Happy Birthday Claude Monet













Claude Monet made a number of paintings of his flat bottomed studio boat borrowed from his friend Caillebotte.  In the summer and fall of 1891 Monet completed 24 paintings of the poplars in a marsh along the banks of the Epte River a few kilometers upstream from his home and studio.  There were three groups of paintings — in one group the paintings have towering. The trees, which belonged to the commune of Limetz, were put up for auction before Monet had completed all of his paintings so he purchased them in order to finish his work. He later sold the trees back to the lumber merchant who wanted them.

Monet is known for his series of oil paintings depicting water lilies, serene gardens, and Japanese footbridges. Known as “the Father of French Impressionism,” Monet manipulated light and shadow to portray landscapes in a way unprecedented in the traditional art scene of the late 19th century.
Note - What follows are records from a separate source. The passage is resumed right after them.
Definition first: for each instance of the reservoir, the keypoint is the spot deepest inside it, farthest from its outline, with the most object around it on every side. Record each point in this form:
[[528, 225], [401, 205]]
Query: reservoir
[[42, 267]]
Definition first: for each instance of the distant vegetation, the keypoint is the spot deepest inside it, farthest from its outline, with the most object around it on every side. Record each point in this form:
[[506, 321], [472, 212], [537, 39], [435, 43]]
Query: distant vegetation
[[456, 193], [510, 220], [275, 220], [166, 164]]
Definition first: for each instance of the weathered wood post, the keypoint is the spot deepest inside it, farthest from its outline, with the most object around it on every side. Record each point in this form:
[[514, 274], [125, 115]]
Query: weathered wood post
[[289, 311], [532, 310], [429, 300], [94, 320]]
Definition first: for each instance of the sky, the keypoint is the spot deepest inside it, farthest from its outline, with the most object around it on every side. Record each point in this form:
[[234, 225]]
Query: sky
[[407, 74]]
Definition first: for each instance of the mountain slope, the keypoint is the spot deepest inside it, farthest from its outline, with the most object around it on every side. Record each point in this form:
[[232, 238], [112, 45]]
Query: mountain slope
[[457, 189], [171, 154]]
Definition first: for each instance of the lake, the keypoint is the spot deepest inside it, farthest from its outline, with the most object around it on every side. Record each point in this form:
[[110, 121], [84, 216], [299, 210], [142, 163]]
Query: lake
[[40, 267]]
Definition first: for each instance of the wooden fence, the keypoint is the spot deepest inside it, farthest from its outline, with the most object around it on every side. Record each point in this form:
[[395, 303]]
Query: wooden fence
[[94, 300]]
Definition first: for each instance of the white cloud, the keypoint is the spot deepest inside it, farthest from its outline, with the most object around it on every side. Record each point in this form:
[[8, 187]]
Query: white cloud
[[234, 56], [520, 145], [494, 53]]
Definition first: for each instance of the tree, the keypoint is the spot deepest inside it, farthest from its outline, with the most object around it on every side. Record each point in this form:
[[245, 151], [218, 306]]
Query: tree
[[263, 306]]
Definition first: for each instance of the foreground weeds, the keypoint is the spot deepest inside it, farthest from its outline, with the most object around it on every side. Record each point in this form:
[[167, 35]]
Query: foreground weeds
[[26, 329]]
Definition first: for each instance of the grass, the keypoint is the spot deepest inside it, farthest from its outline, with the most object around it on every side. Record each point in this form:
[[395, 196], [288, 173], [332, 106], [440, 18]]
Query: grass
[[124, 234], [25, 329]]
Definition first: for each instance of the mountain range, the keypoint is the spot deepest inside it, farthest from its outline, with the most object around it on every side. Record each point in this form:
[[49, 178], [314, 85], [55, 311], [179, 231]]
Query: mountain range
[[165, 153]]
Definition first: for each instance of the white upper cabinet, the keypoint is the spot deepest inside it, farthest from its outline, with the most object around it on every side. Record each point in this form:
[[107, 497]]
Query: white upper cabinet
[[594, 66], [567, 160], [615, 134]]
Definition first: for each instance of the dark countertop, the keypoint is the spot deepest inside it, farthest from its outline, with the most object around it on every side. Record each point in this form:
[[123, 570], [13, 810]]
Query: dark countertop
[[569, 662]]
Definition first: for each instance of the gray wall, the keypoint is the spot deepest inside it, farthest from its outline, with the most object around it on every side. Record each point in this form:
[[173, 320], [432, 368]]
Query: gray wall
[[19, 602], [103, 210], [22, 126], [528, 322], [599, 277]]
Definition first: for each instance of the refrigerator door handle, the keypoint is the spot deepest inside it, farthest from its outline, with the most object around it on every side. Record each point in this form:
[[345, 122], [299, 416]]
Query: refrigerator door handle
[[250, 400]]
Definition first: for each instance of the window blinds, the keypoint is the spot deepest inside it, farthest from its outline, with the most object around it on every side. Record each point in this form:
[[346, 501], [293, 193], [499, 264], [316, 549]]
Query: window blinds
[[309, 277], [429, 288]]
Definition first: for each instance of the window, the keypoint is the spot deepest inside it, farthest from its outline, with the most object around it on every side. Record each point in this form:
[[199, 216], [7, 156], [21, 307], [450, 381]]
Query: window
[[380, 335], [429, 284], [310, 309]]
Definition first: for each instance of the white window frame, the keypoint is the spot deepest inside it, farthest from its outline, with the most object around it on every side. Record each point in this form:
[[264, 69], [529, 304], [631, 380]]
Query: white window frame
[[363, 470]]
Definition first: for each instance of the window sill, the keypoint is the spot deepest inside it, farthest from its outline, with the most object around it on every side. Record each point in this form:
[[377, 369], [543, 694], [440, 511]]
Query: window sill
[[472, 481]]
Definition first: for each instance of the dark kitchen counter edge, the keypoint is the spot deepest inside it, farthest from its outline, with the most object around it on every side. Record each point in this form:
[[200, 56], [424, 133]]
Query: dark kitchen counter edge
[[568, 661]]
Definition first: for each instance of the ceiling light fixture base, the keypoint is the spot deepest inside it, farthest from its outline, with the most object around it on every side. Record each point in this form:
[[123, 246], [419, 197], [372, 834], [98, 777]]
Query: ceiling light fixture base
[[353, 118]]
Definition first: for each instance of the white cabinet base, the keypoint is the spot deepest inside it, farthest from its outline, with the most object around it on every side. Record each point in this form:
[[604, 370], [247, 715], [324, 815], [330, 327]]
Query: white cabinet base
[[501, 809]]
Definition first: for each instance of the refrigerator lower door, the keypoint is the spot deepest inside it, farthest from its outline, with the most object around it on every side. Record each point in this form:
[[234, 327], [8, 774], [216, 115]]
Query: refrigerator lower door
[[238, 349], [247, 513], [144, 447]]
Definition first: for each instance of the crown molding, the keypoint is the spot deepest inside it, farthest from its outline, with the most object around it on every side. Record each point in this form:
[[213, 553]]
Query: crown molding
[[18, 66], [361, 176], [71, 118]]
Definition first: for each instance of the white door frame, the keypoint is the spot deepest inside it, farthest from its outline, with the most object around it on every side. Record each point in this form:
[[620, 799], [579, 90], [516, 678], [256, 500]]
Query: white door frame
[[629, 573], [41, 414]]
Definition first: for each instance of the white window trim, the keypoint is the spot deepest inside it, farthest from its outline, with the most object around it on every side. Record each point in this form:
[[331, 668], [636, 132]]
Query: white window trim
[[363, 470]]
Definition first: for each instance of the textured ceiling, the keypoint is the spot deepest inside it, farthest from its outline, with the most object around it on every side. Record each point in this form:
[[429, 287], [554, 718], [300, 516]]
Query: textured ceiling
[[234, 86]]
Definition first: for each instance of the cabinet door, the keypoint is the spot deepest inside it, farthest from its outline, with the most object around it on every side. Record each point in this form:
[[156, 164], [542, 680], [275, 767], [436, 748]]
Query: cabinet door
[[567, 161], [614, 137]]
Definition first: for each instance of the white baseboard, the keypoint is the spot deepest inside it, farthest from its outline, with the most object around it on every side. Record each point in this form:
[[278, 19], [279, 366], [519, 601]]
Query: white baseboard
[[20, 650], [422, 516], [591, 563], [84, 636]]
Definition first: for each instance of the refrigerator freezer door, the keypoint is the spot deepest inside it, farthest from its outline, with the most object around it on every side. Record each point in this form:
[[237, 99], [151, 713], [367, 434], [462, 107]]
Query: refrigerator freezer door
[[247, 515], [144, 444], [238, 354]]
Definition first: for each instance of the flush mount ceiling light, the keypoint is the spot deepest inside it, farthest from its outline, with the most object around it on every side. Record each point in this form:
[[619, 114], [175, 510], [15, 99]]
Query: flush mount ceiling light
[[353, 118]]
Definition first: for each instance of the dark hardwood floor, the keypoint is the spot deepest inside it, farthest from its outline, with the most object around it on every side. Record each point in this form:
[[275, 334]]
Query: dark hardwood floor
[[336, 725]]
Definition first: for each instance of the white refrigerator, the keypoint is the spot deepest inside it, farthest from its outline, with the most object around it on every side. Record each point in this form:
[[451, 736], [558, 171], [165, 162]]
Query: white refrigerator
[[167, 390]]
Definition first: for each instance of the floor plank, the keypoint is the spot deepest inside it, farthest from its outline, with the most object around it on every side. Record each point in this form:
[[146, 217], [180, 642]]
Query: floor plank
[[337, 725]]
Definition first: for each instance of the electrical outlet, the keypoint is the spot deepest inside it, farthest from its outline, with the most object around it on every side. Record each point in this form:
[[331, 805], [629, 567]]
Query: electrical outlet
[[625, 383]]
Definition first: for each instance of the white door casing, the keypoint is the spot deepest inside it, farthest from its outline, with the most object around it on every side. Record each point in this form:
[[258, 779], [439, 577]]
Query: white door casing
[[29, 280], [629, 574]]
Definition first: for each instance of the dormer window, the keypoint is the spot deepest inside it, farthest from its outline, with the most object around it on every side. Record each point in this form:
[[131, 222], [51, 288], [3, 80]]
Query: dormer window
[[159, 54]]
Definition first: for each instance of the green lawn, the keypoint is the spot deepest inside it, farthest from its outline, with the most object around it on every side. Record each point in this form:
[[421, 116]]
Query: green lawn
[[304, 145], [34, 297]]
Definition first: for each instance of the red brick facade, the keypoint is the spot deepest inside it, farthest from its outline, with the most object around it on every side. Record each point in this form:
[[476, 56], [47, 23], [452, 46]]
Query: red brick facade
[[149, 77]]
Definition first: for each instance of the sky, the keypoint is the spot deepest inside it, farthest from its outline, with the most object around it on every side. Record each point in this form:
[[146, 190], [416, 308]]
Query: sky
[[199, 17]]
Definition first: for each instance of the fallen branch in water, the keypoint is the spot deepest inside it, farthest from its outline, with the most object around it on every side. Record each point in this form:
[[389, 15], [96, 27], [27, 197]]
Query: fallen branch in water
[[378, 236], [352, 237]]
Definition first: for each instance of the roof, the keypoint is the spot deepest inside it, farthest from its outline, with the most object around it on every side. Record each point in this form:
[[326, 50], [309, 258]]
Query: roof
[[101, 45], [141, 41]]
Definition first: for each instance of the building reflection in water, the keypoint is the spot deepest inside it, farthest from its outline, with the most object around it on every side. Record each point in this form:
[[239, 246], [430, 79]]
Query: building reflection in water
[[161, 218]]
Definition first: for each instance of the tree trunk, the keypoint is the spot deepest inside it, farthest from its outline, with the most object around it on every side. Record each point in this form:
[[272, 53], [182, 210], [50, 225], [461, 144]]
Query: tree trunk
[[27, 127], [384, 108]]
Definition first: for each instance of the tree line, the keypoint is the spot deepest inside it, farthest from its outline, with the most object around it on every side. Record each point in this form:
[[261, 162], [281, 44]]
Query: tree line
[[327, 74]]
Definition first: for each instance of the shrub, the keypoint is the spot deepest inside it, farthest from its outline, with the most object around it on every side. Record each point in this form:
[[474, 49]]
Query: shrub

Born in Paris in 1840, Monet began drawing as a young boy. He attended a school of the arts and in his teen years sold charcoal caricatures of local personages. He learned about oil painting and en plein air (outdoors) painting and made them his hallmark.

At the age of 28 Monet, depressed with the struggle to support himself and his family, jumped off a bridge into the Seine. Fortunately he survived and was able to form connections to like-minded artists — like Pierre-Auguste Renoir– who chafed at the traditional style of painting taught by the Académie and voilà: French impressionism was born.

From 1883 until his death in 1926 Monet lived in Giverny in northern France. Over the years he hired gardeners to plant everything from poppies to apple trees in his garden. turning it into a tranquil and beautiful place for him to paint. After he became wealthy from sales of his works he invested heavily in his garden. He built a Japanese footbridge across his pond and he imported water lilies from Egypt and South America. The pond and water lilies which he observed in various lighting and perspectives became a major focus of his paintings. Indeed, he made over 250 paintings of the water lily pond.


In 1980 Monet’s former home in Giverny has been open to tourists to see his gardens, woodcut prints, and mementos. Each year, hundreds of thousands of people visit Giverny to walk through the artist’s gardens and refurbished home.

An artist is a conductor to another place and time. I’m a grateful and frequent traveler with Monet.